Skip to content

Data Variables

Data variables store N-dimensional data referenced by coordinates. Unlike coordinates, data variables never hold full data in memory — data is always accessed chunk by chunk.

Creating Data Variables

Data variables require existing coordinates:

import cfdb
import numpy as np

with cfdb.open_dataset(file_path, flag='w') as ds:
    data_var = ds.create.data_var.generic(
        'temperature',
        ('latitude', 'time'),
        dtype='float32',
    )

Template Methods

Like coordinates, common data variable types have template methods:

with cfdb.open_dataset(file_path, flag='w') as ds:
    temp = ds.create.data_var.air_temperature(('latitude', 'longitude', 'time'))

Templates set standard names, dtypes, and attributes. Any parameter accepted by generic() can be overridden via **kwargs.

Generic Creation Parameters

Parameter Type Description
name str Unique variable name
coords tuple of str Coordinate names defining the dimensions
dtype str, np.dtype, or DataType Data type
chunk_shape tuple of int or None Chunk shape (auto-estimated if None)

Creating from Existing

with cfdb.open_dataset(file_path, flag='w') as ds:
    new_var = ds.create.data_var.like('temperature_copy', ds['temperature'])

Writing Data

Direct Assignment

The simplest way to write a full array:

data = np.random.rand(200, 200).astype('float32')
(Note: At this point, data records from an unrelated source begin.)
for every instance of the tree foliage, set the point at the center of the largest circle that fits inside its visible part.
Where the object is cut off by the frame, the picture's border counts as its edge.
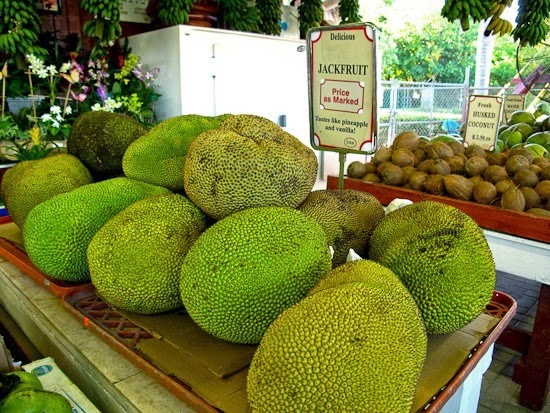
(417, 44)
(439, 52)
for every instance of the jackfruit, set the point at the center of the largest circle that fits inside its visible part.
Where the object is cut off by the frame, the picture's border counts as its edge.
(249, 161)
(57, 231)
(99, 139)
(348, 218)
(355, 344)
(442, 257)
(158, 156)
(135, 258)
(245, 269)
(35, 400)
(29, 183)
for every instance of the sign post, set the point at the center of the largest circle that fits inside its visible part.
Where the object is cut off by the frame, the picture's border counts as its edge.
(511, 104)
(482, 121)
(343, 83)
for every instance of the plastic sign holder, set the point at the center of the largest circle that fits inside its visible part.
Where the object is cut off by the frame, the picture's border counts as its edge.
(512, 102)
(343, 82)
(482, 121)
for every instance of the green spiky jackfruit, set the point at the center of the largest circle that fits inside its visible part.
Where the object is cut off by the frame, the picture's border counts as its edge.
(29, 183)
(348, 218)
(246, 269)
(356, 343)
(135, 258)
(249, 161)
(158, 156)
(442, 257)
(99, 139)
(57, 232)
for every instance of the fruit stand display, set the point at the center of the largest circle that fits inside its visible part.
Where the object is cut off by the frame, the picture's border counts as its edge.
(147, 341)
(505, 191)
(249, 262)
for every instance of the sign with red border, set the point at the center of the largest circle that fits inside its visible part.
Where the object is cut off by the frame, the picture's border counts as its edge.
(343, 84)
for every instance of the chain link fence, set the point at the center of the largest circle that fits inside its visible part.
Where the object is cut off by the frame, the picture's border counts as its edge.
(429, 108)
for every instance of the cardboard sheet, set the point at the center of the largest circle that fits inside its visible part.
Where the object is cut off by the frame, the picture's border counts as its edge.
(178, 330)
(216, 370)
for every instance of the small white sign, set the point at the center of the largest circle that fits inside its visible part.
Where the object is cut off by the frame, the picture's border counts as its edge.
(482, 121)
(134, 11)
(511, 104)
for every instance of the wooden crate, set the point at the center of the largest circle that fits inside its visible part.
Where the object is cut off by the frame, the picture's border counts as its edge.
(520, 224)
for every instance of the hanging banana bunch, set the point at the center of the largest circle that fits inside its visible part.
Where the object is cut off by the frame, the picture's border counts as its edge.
(463, 10)
(19, 29)
(270, 12)
(238, 15)
(498, 25)
(105, 26)
(174, 12)
(349, 11)
(310, 14)
(532, 22)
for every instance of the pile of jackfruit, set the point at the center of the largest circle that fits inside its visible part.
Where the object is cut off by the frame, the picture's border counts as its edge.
(218, 215)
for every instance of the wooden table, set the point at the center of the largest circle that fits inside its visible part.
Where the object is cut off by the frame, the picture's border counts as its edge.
(520, 244)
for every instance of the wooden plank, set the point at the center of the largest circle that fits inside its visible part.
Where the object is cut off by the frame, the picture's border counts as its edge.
(536, 373)
(520, 224)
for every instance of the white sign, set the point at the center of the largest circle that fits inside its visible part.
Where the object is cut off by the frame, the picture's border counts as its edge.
(342, 74)
(482, 121)
(134, 11)
(511, 104)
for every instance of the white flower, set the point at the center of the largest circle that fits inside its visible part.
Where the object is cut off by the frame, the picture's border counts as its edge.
(65, 67)
(52, 69)
(35, 64)
(56, 110)
(112, 104)
(98, 107)
(46, 117)
(42, 73)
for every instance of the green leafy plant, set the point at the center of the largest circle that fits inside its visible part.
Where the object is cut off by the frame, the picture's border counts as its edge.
(270, 12)
(19, 30)
(9, 130)
(105, 26)
(33, 148)
(349, 11)
(173, 12)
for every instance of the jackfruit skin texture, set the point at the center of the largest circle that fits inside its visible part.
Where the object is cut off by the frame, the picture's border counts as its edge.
(244, 270)
(158, 156)
(135, 258)
(442, 257)
(57, 232)
(99, 139)
(249, 161)
(355, 344)
(348, 218)
(29, 183)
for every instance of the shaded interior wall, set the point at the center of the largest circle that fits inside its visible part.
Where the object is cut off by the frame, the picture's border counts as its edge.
(71, 18)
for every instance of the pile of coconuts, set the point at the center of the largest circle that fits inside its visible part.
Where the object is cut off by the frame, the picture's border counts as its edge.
(513, 179)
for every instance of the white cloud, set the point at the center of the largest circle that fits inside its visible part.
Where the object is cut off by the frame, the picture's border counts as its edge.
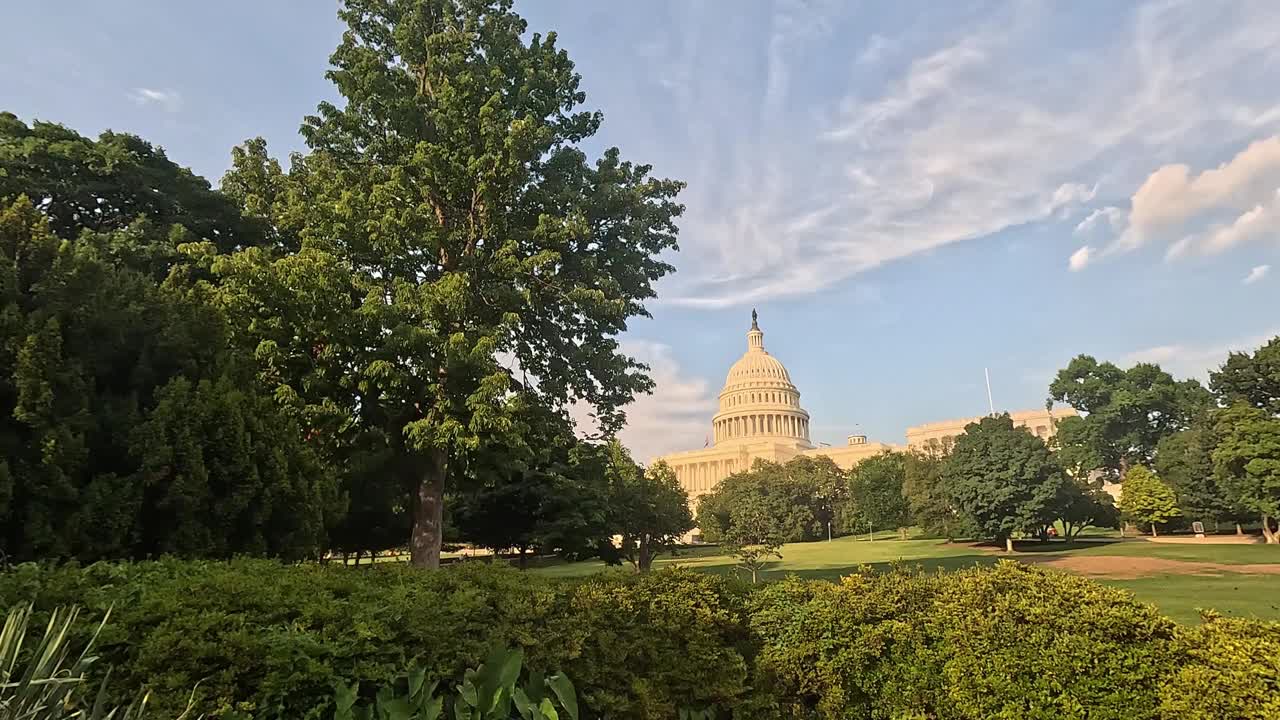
(1080, 259)
(677, 415)
(1256, 274)
(1196, 360)
(169, 100)
(954, 136)
(1114, 217)
(1171, 197)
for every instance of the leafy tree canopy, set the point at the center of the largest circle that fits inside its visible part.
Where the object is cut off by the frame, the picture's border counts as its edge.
(647, 507)
(1146, 499)
(1251, 378)
(1247, 461)
(457, 247)
(1125, 413)
(1005, 478)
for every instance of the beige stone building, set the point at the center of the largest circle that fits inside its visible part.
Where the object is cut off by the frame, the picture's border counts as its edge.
(760, 418)
(1041, 423)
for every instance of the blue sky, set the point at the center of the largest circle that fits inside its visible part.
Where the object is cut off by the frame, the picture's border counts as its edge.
(908, 192)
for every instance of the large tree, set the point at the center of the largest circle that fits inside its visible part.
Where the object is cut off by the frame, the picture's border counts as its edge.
(1146, 499)
(876, 497)
(1184, 461)
(1125, 414)
(1252, 378)
(548, 491)
(1247, 461)
(928, 499)
(456, 245)
(128, 424)
(648, 509)
(112, 183)
(1005, 478)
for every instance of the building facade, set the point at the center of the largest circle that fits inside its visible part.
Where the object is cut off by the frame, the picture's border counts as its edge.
(760, 418)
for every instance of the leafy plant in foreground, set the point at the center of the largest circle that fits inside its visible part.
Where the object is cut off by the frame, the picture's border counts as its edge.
(50, 686)
(490, 692)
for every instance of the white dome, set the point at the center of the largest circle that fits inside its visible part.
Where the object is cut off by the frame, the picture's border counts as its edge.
(758, 400)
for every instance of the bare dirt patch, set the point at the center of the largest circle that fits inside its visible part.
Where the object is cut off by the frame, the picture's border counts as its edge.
(1132, 568)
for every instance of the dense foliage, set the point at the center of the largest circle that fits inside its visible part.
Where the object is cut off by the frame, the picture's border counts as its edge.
(792, 501)
(456, 247)
(1005, 478)
(274, 641)
(1146, 499)
(648, 509)
(1127, 411)
(129, 427)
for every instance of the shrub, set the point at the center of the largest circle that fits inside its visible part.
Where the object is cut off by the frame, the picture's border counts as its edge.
(272, 641)
(1233, 670)
(1006, 642)
(1014, 641)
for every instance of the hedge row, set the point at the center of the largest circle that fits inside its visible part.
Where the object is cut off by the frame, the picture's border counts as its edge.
(270, 641)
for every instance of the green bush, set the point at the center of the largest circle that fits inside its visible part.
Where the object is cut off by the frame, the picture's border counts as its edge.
(273, 641)
(1233, 671)
(1011, 642)
(1014, 641)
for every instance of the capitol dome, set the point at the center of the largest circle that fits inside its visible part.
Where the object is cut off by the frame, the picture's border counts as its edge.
(758, 401)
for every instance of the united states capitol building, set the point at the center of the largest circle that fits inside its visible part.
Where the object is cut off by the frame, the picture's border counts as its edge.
(760, 418)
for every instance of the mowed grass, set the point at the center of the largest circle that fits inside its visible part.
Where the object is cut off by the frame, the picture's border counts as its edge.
(1178, 595)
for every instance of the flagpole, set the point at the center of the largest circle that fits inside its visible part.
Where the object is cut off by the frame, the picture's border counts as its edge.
(990, 404)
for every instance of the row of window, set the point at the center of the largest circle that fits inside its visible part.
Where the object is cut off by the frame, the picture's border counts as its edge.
(750, 425)
(780, 397)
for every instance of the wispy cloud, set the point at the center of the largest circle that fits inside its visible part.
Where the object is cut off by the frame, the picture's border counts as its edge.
(168, 100)
(677, 415)
(1256, 274)
(1080, 259)
(952, 137)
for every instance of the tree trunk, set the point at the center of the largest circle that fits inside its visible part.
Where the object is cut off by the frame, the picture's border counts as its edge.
(1266, 531)
(424, 546)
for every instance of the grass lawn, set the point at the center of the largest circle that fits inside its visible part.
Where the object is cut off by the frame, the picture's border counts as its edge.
(1173, 587)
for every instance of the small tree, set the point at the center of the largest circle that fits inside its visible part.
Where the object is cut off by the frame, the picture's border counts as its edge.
(648, 507)
(753, 537)
(1086, 506)
(1247, 461)
(1143, 497)
(876, 495)
(1005, 478)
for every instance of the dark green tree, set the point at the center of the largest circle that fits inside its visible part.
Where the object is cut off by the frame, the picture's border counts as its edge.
(800, 496)
(1005, 478)
(648, 509)
(1146, 499)
(129, 427)
(1184, 460)
(460, 244)
(1125, 414)
(876, 495)
(547, 492)
(113, 182)
(1247, 461)
(1252, 378)
(931, 504)
(1086, 506)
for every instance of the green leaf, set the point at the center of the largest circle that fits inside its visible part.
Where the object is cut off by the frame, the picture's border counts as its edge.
(565, 692)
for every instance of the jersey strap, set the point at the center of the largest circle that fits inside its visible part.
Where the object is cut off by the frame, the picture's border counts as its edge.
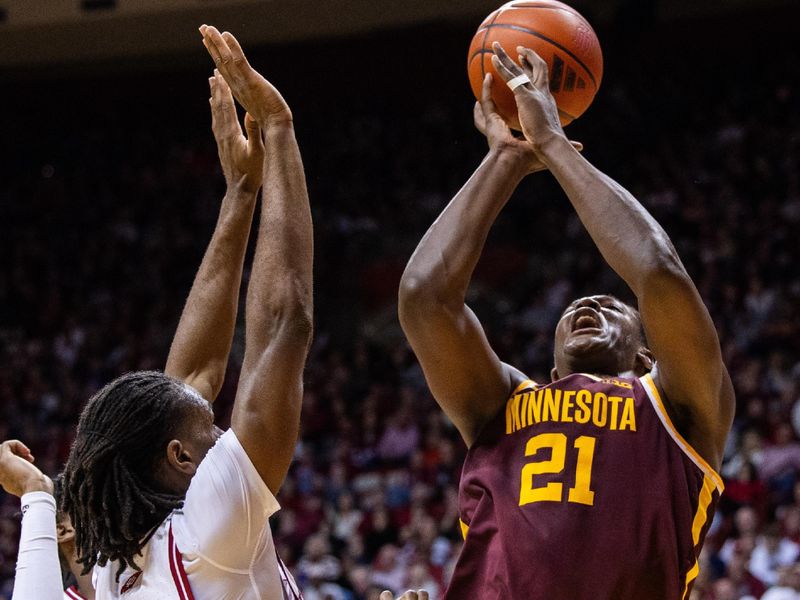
(177, 570)
(655, 398)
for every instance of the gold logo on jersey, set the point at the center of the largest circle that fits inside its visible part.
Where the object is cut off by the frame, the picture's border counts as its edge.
(544, 405)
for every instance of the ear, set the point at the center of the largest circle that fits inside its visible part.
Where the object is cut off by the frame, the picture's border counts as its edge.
(180, 459)
(64, 531)
(643, 361)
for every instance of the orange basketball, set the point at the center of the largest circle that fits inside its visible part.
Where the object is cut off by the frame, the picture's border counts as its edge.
(557, 33)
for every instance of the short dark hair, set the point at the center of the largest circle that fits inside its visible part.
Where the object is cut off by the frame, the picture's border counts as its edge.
(110, 490)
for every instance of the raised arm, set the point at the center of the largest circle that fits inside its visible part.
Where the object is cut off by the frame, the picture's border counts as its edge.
(38, 575)
(278, 318)
(464, 374)
(202, 342)
(689, 368)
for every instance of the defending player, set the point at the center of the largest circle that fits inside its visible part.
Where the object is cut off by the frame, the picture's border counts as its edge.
(163, 503)
(600, 484)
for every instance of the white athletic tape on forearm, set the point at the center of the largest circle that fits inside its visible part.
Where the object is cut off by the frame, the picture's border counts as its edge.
(38, 568)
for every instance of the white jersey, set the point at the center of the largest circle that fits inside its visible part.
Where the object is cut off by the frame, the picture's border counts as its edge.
(217, 547)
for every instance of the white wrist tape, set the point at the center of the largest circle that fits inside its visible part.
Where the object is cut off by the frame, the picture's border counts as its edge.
(518, 81)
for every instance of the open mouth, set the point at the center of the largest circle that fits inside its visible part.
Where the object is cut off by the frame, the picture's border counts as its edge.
(585, 318)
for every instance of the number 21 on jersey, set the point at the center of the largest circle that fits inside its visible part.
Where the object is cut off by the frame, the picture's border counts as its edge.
(580, 493)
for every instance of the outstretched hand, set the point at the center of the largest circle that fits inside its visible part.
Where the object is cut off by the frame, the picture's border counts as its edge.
(498, 134)
(258, 96)
(536, 107)
(18, 476)
(409, 595)
(242, 158)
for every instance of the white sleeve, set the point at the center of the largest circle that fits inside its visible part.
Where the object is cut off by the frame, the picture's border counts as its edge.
(38, 568)
(227, 508)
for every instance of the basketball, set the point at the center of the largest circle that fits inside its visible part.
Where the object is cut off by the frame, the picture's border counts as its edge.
(557, 33)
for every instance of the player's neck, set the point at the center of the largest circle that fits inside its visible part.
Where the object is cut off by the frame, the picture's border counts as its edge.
(84, 582)
(602, 374)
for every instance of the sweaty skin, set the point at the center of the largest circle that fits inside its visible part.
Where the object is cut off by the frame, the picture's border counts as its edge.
(595, 334)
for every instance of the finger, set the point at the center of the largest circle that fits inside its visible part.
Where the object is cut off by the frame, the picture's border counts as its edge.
(19, 449)
(221, 53)
(255, 142)
(224, 121)
(479, 118)
(539, 72)
(237, 53)
(487, 102)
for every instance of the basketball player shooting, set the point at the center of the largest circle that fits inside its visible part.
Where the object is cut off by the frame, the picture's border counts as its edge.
(164, 504)
(600, 484)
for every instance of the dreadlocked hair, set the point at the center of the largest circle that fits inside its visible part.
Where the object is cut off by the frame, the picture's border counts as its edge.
(109, 485)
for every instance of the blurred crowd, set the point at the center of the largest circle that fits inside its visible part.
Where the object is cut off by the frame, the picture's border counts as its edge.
(105, 218)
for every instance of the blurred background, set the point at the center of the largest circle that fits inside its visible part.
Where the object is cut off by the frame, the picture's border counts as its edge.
(110, 187)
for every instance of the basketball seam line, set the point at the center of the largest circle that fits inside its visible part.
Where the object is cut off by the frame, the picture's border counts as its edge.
(541, 37)
(483, 43)
(567, 10)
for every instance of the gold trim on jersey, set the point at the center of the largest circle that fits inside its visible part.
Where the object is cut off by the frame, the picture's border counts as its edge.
(464, 528)
(700, 519)
(655, 398)
(525, 384)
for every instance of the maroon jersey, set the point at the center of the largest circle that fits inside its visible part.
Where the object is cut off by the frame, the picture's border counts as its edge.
(582, 489)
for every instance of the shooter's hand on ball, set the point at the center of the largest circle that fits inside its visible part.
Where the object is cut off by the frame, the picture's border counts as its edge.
(258, 96)
(538, 114)
(18, 476)
(499, 135)
(242, 158)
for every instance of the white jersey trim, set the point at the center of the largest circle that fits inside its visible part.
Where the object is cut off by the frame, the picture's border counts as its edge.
(653, 394)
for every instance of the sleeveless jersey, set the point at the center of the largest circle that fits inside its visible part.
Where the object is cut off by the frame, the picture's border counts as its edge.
(163, 576)
(582, 489)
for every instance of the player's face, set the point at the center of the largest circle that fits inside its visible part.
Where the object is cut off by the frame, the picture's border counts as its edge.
(596, 334)
(196, 437)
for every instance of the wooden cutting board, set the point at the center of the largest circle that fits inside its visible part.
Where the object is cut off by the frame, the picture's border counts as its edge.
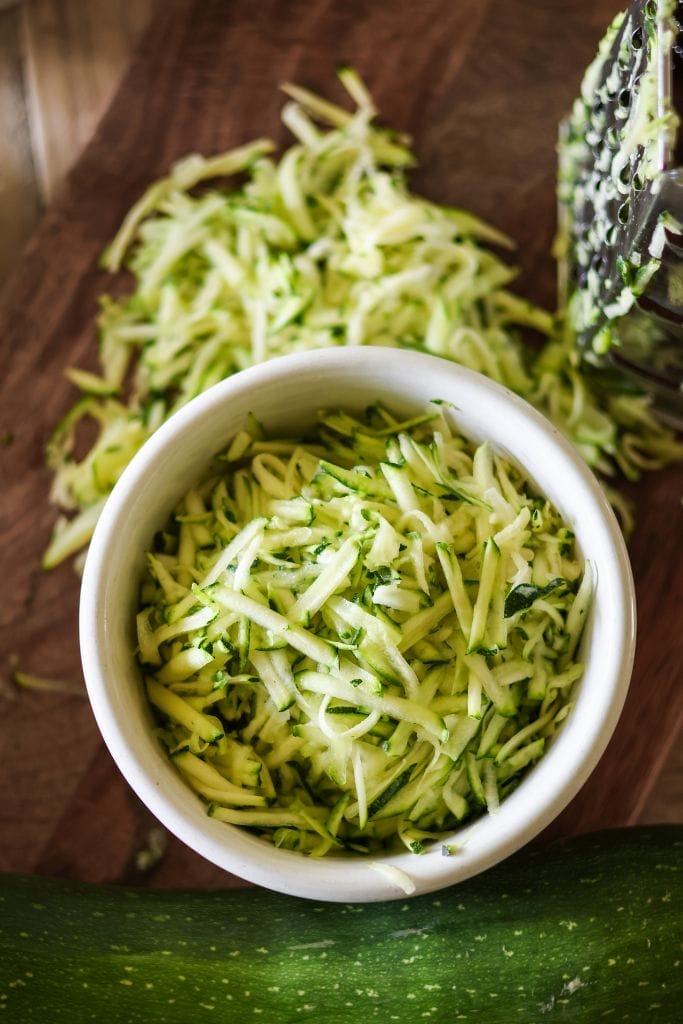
(481, 87)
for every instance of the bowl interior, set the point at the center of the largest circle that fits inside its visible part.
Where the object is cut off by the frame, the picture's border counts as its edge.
(285, 395)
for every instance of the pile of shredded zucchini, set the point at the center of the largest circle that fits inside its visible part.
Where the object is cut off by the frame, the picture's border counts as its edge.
(325, 246)
(364, 638)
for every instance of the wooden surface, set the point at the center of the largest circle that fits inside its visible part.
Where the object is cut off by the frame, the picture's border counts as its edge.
(481, 88)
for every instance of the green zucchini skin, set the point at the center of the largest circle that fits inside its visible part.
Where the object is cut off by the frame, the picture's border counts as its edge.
(582, 930)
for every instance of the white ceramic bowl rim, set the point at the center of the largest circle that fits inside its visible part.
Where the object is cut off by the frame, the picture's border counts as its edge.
(143, 498)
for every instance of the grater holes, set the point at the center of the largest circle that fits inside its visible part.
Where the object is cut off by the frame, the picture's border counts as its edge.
(623, 212)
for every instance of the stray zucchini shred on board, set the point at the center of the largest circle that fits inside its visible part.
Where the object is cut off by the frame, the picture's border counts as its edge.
(361, 639)
(324, 246)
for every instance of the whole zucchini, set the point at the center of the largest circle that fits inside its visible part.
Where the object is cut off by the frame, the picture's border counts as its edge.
(583, 930)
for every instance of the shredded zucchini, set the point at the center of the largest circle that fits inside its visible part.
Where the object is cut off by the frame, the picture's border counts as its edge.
(341, 663)
(326, 246)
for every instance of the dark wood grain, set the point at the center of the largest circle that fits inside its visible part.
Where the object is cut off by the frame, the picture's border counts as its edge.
(481, 88)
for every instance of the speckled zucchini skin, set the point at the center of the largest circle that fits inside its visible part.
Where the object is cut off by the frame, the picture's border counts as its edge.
(585, 930)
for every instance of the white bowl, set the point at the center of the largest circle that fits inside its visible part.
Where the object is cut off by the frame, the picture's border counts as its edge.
(285, 394)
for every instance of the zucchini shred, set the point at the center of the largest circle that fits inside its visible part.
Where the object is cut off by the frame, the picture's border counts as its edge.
(357, 640)
(250, 254)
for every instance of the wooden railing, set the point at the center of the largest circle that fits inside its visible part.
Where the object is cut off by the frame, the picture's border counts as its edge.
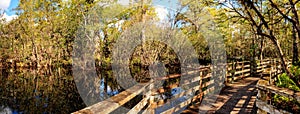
(202, 84)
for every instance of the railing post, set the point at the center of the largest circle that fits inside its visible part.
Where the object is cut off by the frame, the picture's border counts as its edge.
(200, 88)
(151, 99)
(243, 63)
(263, 97)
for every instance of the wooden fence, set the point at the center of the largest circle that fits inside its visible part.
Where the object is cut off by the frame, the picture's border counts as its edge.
(202, 85)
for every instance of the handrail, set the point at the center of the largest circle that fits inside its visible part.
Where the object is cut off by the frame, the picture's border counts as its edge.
(202, 82)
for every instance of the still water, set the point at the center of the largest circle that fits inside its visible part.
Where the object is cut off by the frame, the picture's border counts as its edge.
(51, 90)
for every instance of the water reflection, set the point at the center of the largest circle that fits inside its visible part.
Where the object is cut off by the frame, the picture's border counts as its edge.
(53, 90)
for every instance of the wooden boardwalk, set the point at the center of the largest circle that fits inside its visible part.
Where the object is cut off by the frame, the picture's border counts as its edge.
(236, 98)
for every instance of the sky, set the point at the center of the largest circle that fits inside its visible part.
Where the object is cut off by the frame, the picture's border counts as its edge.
(162, 7)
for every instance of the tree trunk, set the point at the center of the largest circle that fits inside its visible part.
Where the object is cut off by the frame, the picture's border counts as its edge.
(295, 47)
(283, 62)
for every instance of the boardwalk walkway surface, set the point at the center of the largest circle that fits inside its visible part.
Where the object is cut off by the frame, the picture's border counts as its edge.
(236, 98)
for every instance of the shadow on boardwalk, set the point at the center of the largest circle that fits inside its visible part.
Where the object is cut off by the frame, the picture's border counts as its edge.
(238, 97)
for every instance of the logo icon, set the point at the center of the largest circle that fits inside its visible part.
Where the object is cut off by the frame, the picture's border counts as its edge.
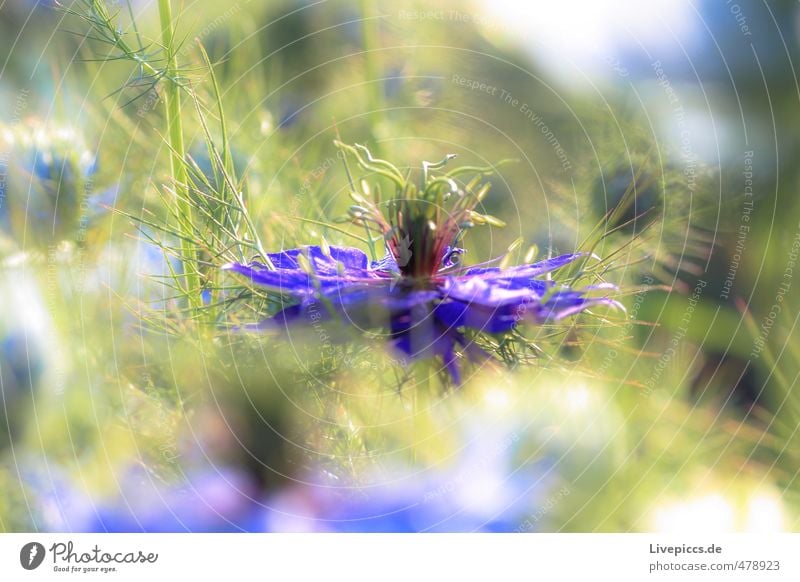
(31, 555)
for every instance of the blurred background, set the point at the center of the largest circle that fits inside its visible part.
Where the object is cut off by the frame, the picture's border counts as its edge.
(680, 415)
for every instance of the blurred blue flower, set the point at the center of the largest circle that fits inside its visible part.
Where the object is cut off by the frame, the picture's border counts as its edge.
(49, 193)
(211, 499)
(426, 316)
(27, 349)
(484, 492)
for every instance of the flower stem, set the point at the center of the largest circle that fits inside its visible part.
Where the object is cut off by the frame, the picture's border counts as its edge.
(172, 103)
(369, 31)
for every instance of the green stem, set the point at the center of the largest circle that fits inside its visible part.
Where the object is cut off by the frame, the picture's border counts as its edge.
(172, 103)
(369, 30)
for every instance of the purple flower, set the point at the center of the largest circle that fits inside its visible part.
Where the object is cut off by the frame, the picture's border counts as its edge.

with cfdb.open_dataset(file_path, flag='w') as ds:
    ds['temperature'][:] = data

Assignment uses numpy basic indexing (integers and slices):

with cfdb.open_dataset(file_path, flag='w') as ds:
    temp = ds['temperature']
    temp[0:10, :] = data[0:10, :]      # slice assignment
    temp[5, 100] = 42.0                 # scalar assignment

Note

Advanced indexing (fancy indexing with arrays) is currently not supported. It might be supported in the future.

For large datasets, iterate over chunk positions to control memory usage:

with cfdb.open_dataset(file_path, flag='w') as ds:
    temp = ds['temperature']
    for chunk_slices in temp.iter_chunks(include_data=False):
        temp[chunk_slices] = data[chunk_slices]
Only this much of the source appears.